A Nice Frame

After two years of infertility, my husband and I are quite miraculously going to have a baby. We discovered this shatteringly joyous news during my pre-operative physical, because I was supposed to have my thyroid removed due to a small case of cancer. That is a crazy-ass story, and I cannot frame it. I can’t pull a simple moral out of it, or force it into any kind of cohesive sense. Some helpful friends have offered to frame it for me, which leads to conversations like this.

Me: I’m pregnant!
Them: That’s great! Did you decide to stop trying and just let it happen when it happens?
Me: Not really. I got cancer, though.

The truth is that I despaired that it would ever happen. Facing thyroid cancer, throat surgery, and a possible radioactive treatment that would prohibit us even trying to get pregnant for an entire year, I put my face in my pillow and sobbed. When a good friend expressed that she was having some stress with her pregnancy, I cruelly replied that everything would be okay and my tumor would keep me company.

The truth is too that when my doctor told me that I was pregnant, I went into panicked hysterics, imagining doctors pressuring me to terminate the pregnancy or dying of cancer because I chose to carry the baby. Even after that, there was the next-day ultrasound where the tech couldn’t see anything in my uterus, and my doctor telling me later that day that I might have an etopic pregnancy, in which case we’d have to “get rid of it” or it could kill me. There was my husband saying, “that’s an abortion pill” about four or five times that night.

All of this stress eventually fell away, because the pregnancy was caught very early and they just couldn’t see the little bud yet. We’ve since had a successful ultrasound where we saw the pregnancy in the right place and a tiny tripping heartbeat.

Real life stories don’t frame up very well. There are too many factors, and any simple frame job leaves out very essential elements and feels dishonest. Real life stories don’t frame well because they aren’t finite.
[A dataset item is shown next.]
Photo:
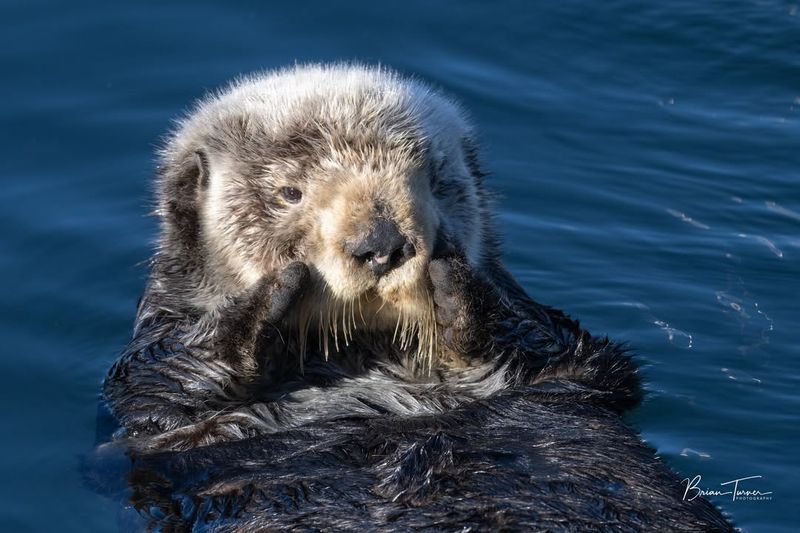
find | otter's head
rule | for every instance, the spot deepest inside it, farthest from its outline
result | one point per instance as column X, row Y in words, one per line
column 358, row 173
Life keeps going, the plot keeps thickening, and very few things come to a firm conclusion. I don’t think I can pull one moral out of this story, because it has too much stuff in it. If I look at just one piece at a time, just one factor, I can come up with a few different vignettes, like these.

A lot of people told me that I just needed to relax to get pregnant, but apparently, I needed to increase my stress level. The crushing weight of having cancer sent a shock of stress throughout my whole body, and one of my very smartest eggs said, “I have to get out of here!”

After my last negative pregnancy test, I cried out to God for some help with my despair. I read the story of Hannah in the bible, a woman who was infertile and was blessed with many children, the first of which was Samuel the prophet. She went to the temple to pray for children, and the priest there told her that God would grant her request. It says she went home happy. Even before she was pregnant, she was happy. I asked God if I could have that too, if I could be happy even before it happened. He gently told me that Hannah was happy because she believed the promise, and I didn’t. I prayed and asked for others to pray for me that I would be able to believe the promise too, but I couldn’t bring myself to embrace it. I want children so badly, the very idea of actually having them brings me to tears. God didn’t wait until I was able to fully believe his promise, he gave me a baby anyway. I think that God is showing me that he isn’t going to wait until I’m all cleaned up and perfect before he’ll bless me. He loves me just like I am right now.

The same day we found out that I have cancer, we also learned that a dear friend of ours died the night before. This friend had taken it upon himself to pray for Ben and I to have children. He prayed for us whenever he saw us at church, and told us that he prayed often for us on his own. He gave me a powerful prophetic word that God had children for us, and he held my hand during the hardest part of the Mother’s Day service. I fully believe that after God had healed all of this dear friend’s wounds and brought him into health and fullness, this friend continued to petition God on our behalf. I can see him smiling and saying, “could you take care of this now?”

That’s what I can glean from this crazy, wonderful, unbelievable period of my life. I don’t know what will happen next or what kind of story this might become. I know there is more to this than I can understand, and I think I can live with that.